MLDoss1 [16] a également mis en ligne une vidéo tournée près du camp d'Akouédo :

Réactions face à l'engagement de forces étrangères

Des internautes ont commenté l'intervention internationale depuis un peu partout en Afrique :

Sur la page Facebook de “La majorité Présidentielle [17]” (parti politique de Gbagbo), que  7 231 personnes “aiment”, des partisans expliquent combien ils sont prêts à se battre pour leur pays.

Vakaba Diaby [18] :

j'ai pu me rendre près d'un camp et j'ai suivi et subi les bombardements, mais ma foi en la victoire de la Côte d'Ivoire ne fait que grandir

Anicet Bidza [19], qui vit en France, ajoute :

Nous devons nous mobiliser ici en France pour interpeller l'opinion publique Française!!! Ce qui se passe est extrêmement grave et le silence assourdissant des autres pays Africains est un crime contre la cote d'ivoire!!!

Sous le mot-clé #civ2010 [20] [en anglais et en français], dédié sur Twitter à l'actualité ivoirienne, plusieurs internautes mettent en doute l'intérêt de cet engagement étranger dans le conflit ivoirien :

Kaya-Mangan Cissé estime ainsi :

@freerci [21]: Je suis pour le depart de Gbagbo mais contre l'intervention de la france et de l'ONU.

L'intervention internationale est-elle légale ?

Bruno Ben Moubamba, homme politique gabonais et ancien candidat à l'élection présidentielle de 2009 au Gabon, écrit sur son blog [22], ce lundi 4 avril 2011, que Nicolas Sarkozy commettait là un acte de guerre en violation avec le droit international.
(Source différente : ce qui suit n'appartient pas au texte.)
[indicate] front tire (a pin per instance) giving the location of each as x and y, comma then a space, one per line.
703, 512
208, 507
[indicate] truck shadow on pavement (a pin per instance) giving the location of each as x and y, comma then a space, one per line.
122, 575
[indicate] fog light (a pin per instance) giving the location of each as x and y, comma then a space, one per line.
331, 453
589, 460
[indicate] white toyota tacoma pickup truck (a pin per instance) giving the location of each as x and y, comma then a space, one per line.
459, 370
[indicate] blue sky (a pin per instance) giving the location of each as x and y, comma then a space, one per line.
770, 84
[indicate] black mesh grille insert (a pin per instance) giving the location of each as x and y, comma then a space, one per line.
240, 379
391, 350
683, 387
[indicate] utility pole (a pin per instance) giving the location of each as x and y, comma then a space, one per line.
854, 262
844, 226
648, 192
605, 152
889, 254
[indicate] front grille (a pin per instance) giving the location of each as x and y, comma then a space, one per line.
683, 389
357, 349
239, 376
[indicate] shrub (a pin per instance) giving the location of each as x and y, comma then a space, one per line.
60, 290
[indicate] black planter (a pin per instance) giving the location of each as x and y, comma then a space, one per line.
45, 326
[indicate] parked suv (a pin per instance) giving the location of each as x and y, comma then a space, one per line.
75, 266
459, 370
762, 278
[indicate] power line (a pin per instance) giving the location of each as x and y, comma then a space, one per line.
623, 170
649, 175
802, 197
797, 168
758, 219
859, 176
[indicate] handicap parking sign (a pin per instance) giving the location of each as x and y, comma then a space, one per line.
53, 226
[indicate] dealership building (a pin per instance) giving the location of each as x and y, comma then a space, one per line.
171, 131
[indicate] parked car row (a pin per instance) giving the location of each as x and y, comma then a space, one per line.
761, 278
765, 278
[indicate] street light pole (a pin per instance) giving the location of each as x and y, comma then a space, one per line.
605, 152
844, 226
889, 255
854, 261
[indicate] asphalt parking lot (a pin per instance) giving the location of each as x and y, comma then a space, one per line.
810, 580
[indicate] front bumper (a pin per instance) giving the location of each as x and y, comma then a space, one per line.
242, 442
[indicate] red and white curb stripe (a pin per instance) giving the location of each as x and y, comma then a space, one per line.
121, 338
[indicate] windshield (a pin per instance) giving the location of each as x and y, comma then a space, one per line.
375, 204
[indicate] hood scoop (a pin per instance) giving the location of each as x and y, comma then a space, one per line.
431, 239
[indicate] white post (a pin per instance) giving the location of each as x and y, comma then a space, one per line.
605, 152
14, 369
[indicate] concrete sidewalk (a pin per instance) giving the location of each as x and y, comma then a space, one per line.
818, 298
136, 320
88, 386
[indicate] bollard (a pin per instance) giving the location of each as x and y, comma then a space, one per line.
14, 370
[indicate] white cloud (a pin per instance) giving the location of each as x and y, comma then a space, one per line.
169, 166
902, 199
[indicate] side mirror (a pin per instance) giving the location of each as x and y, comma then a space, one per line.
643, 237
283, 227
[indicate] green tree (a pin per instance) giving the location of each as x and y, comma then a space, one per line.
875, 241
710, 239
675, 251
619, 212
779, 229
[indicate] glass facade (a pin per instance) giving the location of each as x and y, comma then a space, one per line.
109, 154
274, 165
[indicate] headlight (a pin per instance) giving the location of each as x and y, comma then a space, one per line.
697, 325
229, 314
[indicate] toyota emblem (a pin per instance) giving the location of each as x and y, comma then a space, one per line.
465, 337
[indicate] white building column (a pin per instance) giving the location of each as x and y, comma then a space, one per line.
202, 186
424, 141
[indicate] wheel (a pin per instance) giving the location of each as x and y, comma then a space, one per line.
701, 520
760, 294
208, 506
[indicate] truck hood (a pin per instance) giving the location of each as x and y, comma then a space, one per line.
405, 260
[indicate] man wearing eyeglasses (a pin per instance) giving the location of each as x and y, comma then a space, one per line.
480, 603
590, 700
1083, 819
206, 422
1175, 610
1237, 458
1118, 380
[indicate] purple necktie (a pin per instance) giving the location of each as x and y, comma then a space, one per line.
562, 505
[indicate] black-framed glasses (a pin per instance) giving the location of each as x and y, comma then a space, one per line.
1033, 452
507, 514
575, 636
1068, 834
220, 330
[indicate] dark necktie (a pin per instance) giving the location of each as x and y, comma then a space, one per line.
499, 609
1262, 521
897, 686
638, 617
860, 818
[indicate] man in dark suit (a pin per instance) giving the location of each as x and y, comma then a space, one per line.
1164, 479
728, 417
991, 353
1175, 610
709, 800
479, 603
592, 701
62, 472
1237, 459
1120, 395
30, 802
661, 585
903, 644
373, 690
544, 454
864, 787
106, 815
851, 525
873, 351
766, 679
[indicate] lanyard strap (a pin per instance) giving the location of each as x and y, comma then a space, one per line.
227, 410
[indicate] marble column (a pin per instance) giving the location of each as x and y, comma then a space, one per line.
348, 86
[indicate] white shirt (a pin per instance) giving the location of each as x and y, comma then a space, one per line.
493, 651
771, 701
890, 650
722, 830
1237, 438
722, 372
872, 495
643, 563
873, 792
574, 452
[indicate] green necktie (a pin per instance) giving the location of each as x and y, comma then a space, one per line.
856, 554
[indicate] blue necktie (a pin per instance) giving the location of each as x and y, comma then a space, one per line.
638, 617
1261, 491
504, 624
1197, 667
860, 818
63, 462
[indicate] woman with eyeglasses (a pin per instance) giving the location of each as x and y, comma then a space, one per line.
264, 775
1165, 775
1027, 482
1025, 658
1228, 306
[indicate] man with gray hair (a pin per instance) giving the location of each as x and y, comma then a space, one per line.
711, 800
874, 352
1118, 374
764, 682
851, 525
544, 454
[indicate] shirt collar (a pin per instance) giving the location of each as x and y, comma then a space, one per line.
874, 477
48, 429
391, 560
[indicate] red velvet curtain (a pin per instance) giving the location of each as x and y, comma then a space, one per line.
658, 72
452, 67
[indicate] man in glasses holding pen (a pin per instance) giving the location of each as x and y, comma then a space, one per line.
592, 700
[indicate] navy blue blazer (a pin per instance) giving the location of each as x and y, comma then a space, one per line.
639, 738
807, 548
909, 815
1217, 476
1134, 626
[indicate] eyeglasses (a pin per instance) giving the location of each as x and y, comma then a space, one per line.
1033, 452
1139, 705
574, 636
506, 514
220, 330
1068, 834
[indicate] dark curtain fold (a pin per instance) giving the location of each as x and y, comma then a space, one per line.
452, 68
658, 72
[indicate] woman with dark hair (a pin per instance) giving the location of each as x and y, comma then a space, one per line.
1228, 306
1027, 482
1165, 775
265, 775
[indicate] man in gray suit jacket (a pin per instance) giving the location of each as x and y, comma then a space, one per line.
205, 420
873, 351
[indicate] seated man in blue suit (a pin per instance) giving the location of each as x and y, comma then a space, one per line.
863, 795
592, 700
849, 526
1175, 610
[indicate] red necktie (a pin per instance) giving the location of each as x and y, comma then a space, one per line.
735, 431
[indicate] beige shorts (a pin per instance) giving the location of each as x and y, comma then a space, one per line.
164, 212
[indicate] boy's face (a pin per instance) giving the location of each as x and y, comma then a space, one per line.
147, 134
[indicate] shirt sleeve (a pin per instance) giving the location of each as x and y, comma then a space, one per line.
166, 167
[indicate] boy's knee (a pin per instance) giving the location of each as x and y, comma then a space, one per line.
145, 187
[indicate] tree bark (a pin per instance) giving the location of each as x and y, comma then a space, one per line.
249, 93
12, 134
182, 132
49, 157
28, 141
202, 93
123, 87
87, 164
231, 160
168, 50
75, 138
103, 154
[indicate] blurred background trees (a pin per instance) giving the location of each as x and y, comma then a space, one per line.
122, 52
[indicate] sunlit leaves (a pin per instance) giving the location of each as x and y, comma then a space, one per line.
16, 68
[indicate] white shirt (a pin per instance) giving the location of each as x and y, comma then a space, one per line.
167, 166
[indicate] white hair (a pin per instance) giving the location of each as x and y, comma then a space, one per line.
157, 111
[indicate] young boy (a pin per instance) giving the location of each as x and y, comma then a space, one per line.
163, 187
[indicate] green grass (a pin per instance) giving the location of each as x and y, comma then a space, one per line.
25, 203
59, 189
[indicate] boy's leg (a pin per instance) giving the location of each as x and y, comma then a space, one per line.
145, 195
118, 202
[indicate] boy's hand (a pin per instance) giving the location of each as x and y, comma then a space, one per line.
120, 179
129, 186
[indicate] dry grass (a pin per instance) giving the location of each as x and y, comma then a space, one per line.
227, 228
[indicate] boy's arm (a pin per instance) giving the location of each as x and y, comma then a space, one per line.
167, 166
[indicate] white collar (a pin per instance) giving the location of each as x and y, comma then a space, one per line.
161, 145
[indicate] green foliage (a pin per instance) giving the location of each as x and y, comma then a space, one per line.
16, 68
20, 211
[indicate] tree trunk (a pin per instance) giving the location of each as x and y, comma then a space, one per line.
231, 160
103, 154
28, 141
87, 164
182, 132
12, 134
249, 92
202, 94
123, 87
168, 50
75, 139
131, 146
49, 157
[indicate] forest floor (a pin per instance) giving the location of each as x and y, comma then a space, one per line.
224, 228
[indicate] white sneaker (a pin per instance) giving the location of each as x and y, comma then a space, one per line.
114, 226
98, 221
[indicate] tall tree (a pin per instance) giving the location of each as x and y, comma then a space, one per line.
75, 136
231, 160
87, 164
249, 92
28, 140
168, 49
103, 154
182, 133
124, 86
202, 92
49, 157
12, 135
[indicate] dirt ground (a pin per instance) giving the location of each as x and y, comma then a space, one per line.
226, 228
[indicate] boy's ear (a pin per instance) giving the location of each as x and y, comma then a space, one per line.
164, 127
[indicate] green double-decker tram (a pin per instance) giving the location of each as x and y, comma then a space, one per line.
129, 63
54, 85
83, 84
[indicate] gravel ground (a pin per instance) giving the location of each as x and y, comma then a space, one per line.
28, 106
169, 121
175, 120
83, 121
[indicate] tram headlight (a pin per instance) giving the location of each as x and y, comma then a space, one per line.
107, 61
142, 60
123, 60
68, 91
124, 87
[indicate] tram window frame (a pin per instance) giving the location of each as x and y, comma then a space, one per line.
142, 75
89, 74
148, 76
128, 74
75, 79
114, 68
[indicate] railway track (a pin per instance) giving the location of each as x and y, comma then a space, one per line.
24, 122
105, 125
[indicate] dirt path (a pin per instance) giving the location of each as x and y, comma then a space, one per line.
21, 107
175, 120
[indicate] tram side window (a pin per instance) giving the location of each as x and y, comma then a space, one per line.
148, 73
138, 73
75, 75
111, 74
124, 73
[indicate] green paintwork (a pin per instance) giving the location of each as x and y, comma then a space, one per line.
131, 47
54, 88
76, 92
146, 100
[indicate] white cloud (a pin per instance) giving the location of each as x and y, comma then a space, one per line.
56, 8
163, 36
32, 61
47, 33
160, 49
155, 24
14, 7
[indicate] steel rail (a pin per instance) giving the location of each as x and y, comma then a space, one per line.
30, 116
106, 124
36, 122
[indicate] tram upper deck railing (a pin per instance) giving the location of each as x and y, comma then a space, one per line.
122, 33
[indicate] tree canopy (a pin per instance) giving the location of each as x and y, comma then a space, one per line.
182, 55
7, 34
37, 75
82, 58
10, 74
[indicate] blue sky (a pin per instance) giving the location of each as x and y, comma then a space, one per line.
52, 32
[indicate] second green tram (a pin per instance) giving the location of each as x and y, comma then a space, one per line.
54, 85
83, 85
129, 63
Les forces armées françaises étaient stationnées en Côte d'Ivoire en vertu de l’opération Licorne [23], destinée à maintenir de paix dans le pays et mise en place au début de la crise politico-militaire [24] qui a agité la Côte d'Ivoire. Moubamba explique que deux résolutions de l'Onu, respectivement la résolution 1726 [25] [en anglais] du 1er novembre 2006 et la résolution 1975 [26] du 30 mars 2011, ont appelé ces forces à empêcher l'utilisation d'armes lourdes à l'encontre des populations civiles.

Il estime enfin qu'en participant à des bombardements sur Abidjan, le gouvernement français a outrepassé le mandat de l'opération Licorne :

Il s’agit ni plus, ni moins, de la part de la Présidence de Nicolas Sarkozy, d’UN ACTE GRAVE d’Agression. Cet acte engage à son insu le peuple français.